Hepko-V5 Cancer Vaccine Boosts Survival Rates in Advanced Liver Cancer Patients, Mongolian Study Finds
Patients with advanced, inoperable hepatocellular carcinoma (HCC) may highly benefit from Immunitor‘s new oral immunotherapeutic vaccine, Hepko-V5 (hepcortespenlisimut-L), according to results of a Phase 2 trial.
More than 90 percent of the 75 Mongolian patients with late-stage HCC in the trial were alive after a median follow-up of 12 months — a dramatic improvement over the typical one-year survival rate of 10 percent seen in HCC patients with standard-of-care chemotheraphy, Nexavar (sorafenib).
A study containing these findings, “Open-label phase II clinical trial in 75 patients with advanced hepatocellular carcinoma receiving daily dose of tableted liver cancer vaccine, hepcortespenlisimut-L,” appeared in the Journal of Hepatocellular Carcinoma.
“Close to 90 percent of HCC cases in Mongolia are diagnosed in an advanced stage when common therapeutic interventions, such as resection, chemoembolization, radiofrequency ablation or liver transplantation, are not feasible anymore,” wrote Marina G. Tarakanovskaya and her colleagues, adding that although Nexavar is an available chemo option, “it is seldom used due to high cost and low efficacy combined with adverse effects.”
Therefore, the need for a more effective, cheaper, and safer treatment approach remains unfulfilled.

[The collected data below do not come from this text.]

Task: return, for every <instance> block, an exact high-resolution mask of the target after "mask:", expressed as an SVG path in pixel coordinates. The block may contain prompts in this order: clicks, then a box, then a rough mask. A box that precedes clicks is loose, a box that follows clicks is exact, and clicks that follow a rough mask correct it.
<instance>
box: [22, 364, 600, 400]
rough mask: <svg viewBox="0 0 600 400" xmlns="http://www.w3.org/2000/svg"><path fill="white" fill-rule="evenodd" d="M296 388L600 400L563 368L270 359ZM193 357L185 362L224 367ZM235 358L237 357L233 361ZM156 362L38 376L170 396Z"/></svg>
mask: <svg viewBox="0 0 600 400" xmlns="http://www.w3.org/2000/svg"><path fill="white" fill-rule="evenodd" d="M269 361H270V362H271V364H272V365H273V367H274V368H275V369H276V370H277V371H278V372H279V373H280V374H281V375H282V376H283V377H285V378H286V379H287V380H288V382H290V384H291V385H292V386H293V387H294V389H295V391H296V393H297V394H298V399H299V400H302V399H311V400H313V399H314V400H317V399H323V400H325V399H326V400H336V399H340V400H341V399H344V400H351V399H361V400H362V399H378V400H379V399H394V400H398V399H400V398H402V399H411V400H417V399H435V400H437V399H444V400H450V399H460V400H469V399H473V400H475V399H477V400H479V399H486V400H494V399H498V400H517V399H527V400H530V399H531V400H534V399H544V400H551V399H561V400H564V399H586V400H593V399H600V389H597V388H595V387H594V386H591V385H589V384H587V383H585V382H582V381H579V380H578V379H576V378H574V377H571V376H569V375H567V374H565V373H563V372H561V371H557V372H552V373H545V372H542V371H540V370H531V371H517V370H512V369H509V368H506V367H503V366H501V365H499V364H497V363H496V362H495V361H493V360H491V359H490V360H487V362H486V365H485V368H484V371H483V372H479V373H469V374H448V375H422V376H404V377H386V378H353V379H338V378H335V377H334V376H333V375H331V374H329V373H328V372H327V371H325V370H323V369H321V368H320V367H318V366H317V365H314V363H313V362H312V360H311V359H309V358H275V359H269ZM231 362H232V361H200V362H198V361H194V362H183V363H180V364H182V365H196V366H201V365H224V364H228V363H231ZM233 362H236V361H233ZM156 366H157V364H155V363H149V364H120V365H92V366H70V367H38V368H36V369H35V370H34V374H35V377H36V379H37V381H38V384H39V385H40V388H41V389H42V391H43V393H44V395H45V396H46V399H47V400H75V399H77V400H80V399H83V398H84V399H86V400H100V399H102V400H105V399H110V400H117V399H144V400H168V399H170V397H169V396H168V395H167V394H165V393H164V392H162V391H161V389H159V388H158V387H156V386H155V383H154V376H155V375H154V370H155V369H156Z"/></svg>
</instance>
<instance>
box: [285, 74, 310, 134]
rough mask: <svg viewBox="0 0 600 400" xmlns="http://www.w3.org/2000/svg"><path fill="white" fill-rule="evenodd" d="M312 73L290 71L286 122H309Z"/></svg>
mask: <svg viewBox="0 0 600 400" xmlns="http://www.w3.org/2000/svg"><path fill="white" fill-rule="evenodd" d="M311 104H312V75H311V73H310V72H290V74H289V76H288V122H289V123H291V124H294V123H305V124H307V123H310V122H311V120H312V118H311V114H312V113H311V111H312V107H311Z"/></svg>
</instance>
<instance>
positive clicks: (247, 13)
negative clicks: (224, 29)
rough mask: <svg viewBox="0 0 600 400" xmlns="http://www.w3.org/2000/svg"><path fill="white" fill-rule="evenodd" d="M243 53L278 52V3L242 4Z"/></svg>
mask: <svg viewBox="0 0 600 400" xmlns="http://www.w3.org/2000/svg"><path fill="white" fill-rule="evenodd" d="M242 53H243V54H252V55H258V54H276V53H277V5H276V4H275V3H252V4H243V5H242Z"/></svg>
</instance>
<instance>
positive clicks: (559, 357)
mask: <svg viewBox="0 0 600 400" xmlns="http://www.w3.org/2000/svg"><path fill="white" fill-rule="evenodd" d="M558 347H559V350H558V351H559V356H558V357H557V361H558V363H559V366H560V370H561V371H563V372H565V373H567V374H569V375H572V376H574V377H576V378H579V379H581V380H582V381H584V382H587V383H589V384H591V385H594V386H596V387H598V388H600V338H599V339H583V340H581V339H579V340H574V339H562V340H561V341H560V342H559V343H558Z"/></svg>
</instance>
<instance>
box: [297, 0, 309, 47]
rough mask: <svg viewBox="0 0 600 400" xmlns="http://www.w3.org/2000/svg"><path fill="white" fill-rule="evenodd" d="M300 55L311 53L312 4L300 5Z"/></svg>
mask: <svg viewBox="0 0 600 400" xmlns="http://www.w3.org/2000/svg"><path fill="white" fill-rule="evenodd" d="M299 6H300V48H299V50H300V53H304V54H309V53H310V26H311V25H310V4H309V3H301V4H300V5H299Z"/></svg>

Hepko-V5 is a tableted, off-shelf formulation of the inactivated blood of hepatitis B and C carriers diagnosed with HCC. Doctors in Mongolia have used it since 2007 to treat chronic viral hepatitis and liver cirrhosis, but its benefits in liver cancer patients have only recently been discovered.

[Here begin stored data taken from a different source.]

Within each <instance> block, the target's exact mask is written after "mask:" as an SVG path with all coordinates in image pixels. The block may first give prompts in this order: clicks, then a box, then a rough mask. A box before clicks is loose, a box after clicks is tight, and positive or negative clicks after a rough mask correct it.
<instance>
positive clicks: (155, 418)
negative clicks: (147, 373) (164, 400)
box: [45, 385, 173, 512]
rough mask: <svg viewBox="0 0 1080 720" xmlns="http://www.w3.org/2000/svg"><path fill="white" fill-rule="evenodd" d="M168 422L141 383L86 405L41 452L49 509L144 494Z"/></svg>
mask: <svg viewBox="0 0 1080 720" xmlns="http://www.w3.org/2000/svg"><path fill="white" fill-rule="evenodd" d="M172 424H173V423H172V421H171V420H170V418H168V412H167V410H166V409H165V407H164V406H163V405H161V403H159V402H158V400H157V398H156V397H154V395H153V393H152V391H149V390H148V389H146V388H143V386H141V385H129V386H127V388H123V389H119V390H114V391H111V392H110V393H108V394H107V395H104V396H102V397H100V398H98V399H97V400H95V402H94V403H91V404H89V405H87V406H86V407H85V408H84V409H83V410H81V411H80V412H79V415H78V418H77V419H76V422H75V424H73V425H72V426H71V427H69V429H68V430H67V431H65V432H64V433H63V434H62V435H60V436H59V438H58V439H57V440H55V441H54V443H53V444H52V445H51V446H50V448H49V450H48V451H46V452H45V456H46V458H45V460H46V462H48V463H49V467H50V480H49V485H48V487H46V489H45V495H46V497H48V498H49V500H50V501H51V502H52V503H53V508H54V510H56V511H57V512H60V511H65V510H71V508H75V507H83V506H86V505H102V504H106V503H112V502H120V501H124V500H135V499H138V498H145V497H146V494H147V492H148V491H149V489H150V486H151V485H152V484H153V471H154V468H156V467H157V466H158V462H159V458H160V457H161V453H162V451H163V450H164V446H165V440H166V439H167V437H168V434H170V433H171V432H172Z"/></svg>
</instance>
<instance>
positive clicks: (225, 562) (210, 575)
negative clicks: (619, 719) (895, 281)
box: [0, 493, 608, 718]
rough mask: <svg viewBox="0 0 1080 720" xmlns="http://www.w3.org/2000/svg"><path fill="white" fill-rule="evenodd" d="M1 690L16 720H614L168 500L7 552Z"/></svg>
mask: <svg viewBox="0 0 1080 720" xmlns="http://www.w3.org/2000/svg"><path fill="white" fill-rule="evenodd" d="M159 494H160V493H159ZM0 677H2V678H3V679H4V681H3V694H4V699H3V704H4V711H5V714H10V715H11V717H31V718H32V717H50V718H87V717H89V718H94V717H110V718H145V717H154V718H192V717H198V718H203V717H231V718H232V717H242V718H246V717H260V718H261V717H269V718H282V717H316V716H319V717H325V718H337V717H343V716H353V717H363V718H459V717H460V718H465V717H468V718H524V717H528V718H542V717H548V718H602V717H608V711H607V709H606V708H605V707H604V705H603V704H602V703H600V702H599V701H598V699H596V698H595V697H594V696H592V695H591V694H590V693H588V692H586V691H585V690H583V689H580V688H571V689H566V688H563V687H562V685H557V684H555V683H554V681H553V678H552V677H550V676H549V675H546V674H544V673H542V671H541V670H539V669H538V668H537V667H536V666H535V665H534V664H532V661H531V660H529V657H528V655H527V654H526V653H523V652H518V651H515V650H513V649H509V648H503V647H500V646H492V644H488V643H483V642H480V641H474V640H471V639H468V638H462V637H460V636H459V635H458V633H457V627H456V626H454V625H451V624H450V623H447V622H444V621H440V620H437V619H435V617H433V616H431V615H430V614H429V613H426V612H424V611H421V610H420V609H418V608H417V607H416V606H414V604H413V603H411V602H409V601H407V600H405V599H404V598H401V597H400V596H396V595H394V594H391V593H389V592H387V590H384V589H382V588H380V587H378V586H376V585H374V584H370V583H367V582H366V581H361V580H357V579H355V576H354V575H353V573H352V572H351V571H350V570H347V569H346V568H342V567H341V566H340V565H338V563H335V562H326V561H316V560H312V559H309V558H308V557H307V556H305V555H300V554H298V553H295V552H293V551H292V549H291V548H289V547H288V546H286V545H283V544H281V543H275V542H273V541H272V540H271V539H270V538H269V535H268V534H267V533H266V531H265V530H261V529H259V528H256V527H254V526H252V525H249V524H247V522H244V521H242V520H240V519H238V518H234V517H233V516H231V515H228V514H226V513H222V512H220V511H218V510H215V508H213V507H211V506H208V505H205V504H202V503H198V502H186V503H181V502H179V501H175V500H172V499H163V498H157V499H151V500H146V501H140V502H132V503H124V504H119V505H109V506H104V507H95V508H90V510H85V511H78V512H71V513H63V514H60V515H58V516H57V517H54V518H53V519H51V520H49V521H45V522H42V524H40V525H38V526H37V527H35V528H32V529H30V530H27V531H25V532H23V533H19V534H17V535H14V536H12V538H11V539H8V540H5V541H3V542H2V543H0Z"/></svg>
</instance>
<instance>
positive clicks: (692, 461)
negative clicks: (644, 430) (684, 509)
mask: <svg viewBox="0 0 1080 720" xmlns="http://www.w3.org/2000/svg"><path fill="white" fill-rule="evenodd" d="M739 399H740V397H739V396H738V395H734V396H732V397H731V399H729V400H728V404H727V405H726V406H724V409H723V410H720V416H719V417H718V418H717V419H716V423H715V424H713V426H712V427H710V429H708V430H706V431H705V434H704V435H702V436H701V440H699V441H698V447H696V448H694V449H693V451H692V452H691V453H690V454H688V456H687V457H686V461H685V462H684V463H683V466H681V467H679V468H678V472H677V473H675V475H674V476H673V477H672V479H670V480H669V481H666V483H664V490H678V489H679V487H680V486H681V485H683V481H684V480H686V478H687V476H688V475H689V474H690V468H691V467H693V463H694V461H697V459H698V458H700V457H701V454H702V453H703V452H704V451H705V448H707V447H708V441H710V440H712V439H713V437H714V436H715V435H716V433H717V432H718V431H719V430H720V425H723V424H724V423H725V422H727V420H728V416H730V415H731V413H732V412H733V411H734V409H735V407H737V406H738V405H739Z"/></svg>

At the time, a patient with viral hepatitis C, liver cirrhosis and inoperable HCC who was given less than three months to live took oral Hepko-V5 pills once a day for four months and saw a complete remission of his cancer.
This led to signup of additional HCC patients, and further positive data led the U.S. Food and Drug Administration to grant orphan drug status to Hepko-V5 for the treatment of HCC patients. Now, researchers reported data from a 75-patient cohort who were treated in an advanced stage of HCC.
Data showed the most recent cohort of 75 patients tolerated the treatment extremely well, with none reporting treatment-related side effects.
“As per previous experience with hepatitis and cirrhosis patients, V5 produced almost immediate relief from symptoms of the disease,” researchers wrote. “Fatigue and abdominal pain or discomfort were the most common symptom reported as improved within one week from treatment initiation.”
After a median treatment duration of two months, 50 patients had a decline in their liver tumor marker, AFP, which was used to assess tumor response. This indicated that two-thirds of patients responded to the tumor vaccine.
Doctors observed complete tumor clearance, deemed as bringing AFP down to normal levels (10 IU/ml), in 12 of the 75 patients, or 16 percent.
Median survival time could not be determined because more than half the patients were alive when the study ended. However, after a median follow-up of 12 months, 90.7 percent of patients were still alive. This contrasts with an average 12-month overall survival rate of 10 percent seen in historical controls treated with Nexavar, in the Phase 3 SHARP study (NCT00105443).
The researchers reported that the first patient received immunotherapy for five years, and still remains in complete remission.
An ongoing Phase 3 trial (NCT02232490), taking place at the Mongolian National Cancer Center in Ulanbataar, is currently assessing Hepko-V5 versus placebo in advanced HCC patients to confirm these positive findings. The trial is currently recruiting participants.